Die parlamentarische Arbeit geht auch im Bregenzerwald weiter, wenngleich sie digitalisiert wurde. Anstatt der großen Plenarsitzungen in Straßburg finden die Sitzungen und Abstimmungen digital statt. Ebenso die Ausschuss- und Fraktionssitzungen. Aber so schön es im Bregenzerwald auch ist, vermisse ich doch den Alltag im Europäischen Parlament in Brüssel und Straßburg ein wenig.

Wie haben Sie die Grenzschließungen zur Schweiz und zu Liechtenstein gesehen?
Vorarlberg ist eng mit seinen Nachbarländern Schweiz, Liechtenstein und Deutschland verbunden, für viele Menschen gestaltet sich ihr Arbeitsalltag grenzüberschreitend, und viele Familien sind auf mehrere Staaten aufgeteilt. Umso notwendiger war daher das Erfordernis, dass Grenzgänger die jeweiligen Grenzen ungehindert passieren können.

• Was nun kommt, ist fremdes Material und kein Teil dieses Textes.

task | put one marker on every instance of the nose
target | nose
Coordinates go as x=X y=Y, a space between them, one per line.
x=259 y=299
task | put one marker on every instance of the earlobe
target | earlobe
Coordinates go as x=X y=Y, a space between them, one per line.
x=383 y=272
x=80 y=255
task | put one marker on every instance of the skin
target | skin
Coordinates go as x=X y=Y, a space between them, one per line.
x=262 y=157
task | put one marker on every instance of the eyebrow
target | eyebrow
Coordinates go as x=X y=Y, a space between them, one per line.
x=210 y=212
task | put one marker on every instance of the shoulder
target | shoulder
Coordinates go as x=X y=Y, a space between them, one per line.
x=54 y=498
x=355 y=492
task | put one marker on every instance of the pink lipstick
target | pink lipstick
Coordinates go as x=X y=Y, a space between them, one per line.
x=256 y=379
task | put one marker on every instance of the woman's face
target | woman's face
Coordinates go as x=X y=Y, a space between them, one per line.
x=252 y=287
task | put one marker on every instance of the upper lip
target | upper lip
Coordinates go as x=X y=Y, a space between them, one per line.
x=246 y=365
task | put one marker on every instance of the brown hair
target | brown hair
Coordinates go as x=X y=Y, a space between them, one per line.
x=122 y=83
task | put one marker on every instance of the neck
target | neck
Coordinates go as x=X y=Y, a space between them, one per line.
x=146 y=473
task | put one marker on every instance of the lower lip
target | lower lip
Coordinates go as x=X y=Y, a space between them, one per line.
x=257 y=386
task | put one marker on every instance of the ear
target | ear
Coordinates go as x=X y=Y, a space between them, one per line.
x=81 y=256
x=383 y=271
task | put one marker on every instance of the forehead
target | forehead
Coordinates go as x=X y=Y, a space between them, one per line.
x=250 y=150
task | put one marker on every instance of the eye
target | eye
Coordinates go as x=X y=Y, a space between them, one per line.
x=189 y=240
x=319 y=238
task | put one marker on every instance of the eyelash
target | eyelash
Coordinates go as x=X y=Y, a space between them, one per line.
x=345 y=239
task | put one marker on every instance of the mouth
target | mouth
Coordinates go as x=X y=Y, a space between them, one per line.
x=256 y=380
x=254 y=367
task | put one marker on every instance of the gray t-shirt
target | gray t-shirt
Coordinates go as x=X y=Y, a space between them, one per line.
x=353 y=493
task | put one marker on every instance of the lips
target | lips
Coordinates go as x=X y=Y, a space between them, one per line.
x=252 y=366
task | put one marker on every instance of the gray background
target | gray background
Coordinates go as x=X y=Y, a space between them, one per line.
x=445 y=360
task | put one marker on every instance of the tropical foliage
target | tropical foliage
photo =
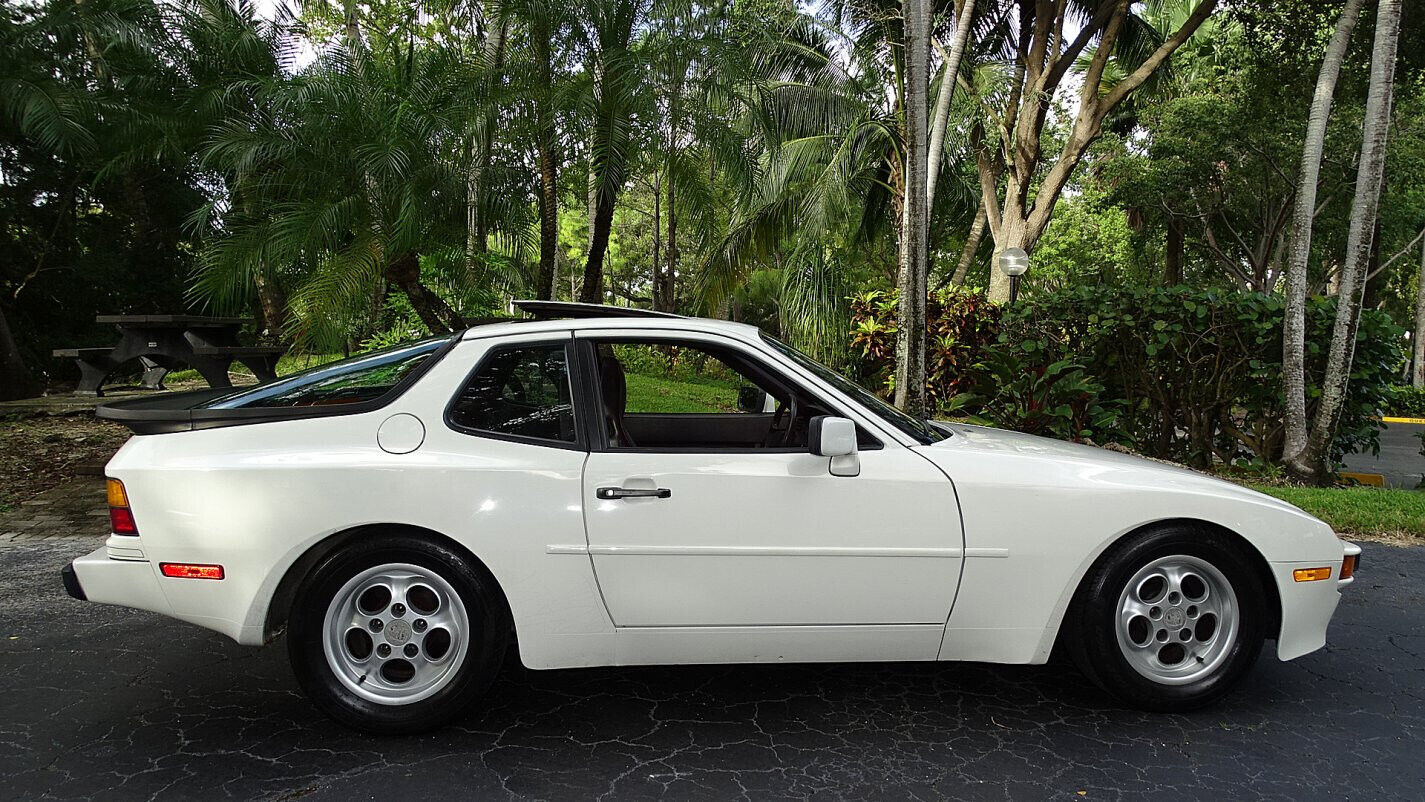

Was sind mittelfristig Ihre nächsten Pläne nach Beendigung der Krise als liberale Politikerin in der EU?
Das größte Ziel muss es sein, Europa zu der Stärke zu verhelfen, die es benötigt, um handlungsfähig zu werden. Nationale Blockaden bringen uns nicht weiter. Nur gemeinsam können wir die Herausforderungen, die der Klimawandel oder die Digitalisierung mit sich bringen, lösen. Die Konferenz zur Zukunft Europas, die geplant ist, könnte den Anstoß für eine große Reform in Europa bringen.

Wo gehen Sie in Vorarlberg gerne Lebensmittel einkaufen?
Ich gehe am liebsten in den Supermarkt bei mir um die Ecke, dort bekomme ich frische Produkte aus der Region. Ich schätze die tolle Qualität der Produkte der Bauern hier.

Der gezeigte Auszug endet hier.